Wednesday One-Liners: Fact or Fiction?

Guy: It’s like August: Osage County, but with zombies.

–Manhattan Theatre Source

Overheard by: Emily B.

Girl: You know what they say: two in the bush, one in the wizard.

–Dorm, Pratt Institute

College student: Ghosts? They’re like VT!

–186th St & Amsterdam

Black female suit on cell: Yeah, well you betta hope Tinkabell comes along… Or whoever the fuck it is who grants you ya damn wishes!

–Penn Station

Overheard by: emily d.

Annoyed man on cell walking down stairs: No, mom, I don’t know what werewolves eat! No, mom, I don’t! Mom, I can’t talk right now, I’m going into the subway!

–Union Square Subway Entrance

Overheard by: Masked Avenger

People for the Ethical Treatment Of Wednesday One-Liners

Girl to guy: I don’t think that hamsters respond to you as much as, like, a guinea pig does.

–Bank St. & Greenwich St.

Overheard by: Katie Compa

Crazy redneck-looking guy to PETA circus protester: They’re gonna do to us what they did to the lions! We’ll be put in concentration camps!

–Madison Square Garden

Overheard by: Santiago and Catie

Guy: And she can ride him like a horse!

–W 103rd St

Graying Brooklyn guy to another: You know, the only thing I haven’t seen is a bobcat.

–7th Ave & 4th St, Brooklyn

Underclassman to another: Lizards can’t impregnate anyone. They don’t even have penises.

–Townsend Harris High School

Overheard by: amused

Drunk man in tiger costume to McDonald’s worker: There’s an escaped zoo animal and he wants to eat your pussy. Stop serving your food and hide! (then steals bowl of jams used for breakfast menu)

–McDonald’s

Would You Like It As a Suppository?

Preppy-looking 30-something, pointing to the rice: Ew! What is that green stuff?
Underpaid Chipotle employee: It’s cilantro.
Preppy-looking 30-something: I don’t even know what that is.
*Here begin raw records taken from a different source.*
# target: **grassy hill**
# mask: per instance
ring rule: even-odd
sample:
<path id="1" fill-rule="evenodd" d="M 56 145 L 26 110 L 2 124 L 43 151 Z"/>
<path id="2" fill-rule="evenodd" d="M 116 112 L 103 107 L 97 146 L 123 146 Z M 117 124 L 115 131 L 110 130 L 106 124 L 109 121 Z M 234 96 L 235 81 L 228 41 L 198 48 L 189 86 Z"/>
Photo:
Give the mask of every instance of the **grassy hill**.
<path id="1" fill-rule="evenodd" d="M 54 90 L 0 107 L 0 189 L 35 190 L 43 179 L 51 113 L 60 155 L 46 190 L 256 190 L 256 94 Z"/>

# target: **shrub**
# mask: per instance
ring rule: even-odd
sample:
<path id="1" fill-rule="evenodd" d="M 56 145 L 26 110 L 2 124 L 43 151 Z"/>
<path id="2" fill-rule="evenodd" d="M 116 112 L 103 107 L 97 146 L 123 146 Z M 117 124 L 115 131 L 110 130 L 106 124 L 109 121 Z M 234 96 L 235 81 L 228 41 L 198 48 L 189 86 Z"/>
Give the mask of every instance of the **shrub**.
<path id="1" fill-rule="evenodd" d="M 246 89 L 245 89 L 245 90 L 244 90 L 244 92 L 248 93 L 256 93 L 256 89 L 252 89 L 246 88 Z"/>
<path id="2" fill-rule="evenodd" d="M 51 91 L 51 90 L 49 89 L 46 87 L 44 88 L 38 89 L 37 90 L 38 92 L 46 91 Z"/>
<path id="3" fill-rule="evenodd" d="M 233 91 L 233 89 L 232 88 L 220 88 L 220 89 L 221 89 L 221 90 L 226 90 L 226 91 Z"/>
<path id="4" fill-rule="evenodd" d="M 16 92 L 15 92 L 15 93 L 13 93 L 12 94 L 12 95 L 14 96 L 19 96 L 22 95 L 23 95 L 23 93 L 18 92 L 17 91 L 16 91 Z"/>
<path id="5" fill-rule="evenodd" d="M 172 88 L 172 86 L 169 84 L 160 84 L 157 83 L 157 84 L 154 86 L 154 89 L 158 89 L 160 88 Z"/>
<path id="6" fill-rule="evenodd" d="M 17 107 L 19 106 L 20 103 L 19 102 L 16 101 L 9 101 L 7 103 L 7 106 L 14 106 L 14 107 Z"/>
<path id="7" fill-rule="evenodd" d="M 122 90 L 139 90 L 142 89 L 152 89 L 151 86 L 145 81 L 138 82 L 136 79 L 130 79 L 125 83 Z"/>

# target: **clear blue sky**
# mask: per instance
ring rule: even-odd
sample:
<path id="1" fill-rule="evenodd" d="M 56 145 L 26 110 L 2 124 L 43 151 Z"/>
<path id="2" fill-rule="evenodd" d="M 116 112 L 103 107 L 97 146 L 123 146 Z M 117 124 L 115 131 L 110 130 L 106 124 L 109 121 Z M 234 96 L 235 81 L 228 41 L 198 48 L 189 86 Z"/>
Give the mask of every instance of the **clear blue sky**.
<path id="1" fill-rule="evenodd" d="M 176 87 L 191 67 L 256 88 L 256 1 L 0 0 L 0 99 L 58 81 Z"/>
Why would you put that there?

–Chipotle, Union Square

Overheard by: shorty j


Whew!

Young suit: Does putting my Oxycontin dealer into my new phone before Laura* make me a bad boyfriend?
Female Suit: No… I think that just makes you a drug addict.

–61st St & Park Ave


Tonight on BallBusters

Guido: I want to see if I can kick his balls through his hat.
Girl: Through his hat?
Guido: Yeah, they’d have to go through his brain and skull first, though.
Guy #1: I’m pretty sure they’d get stuck like halfway through his abdomen.
Guy #2: They’d probably burst, actually.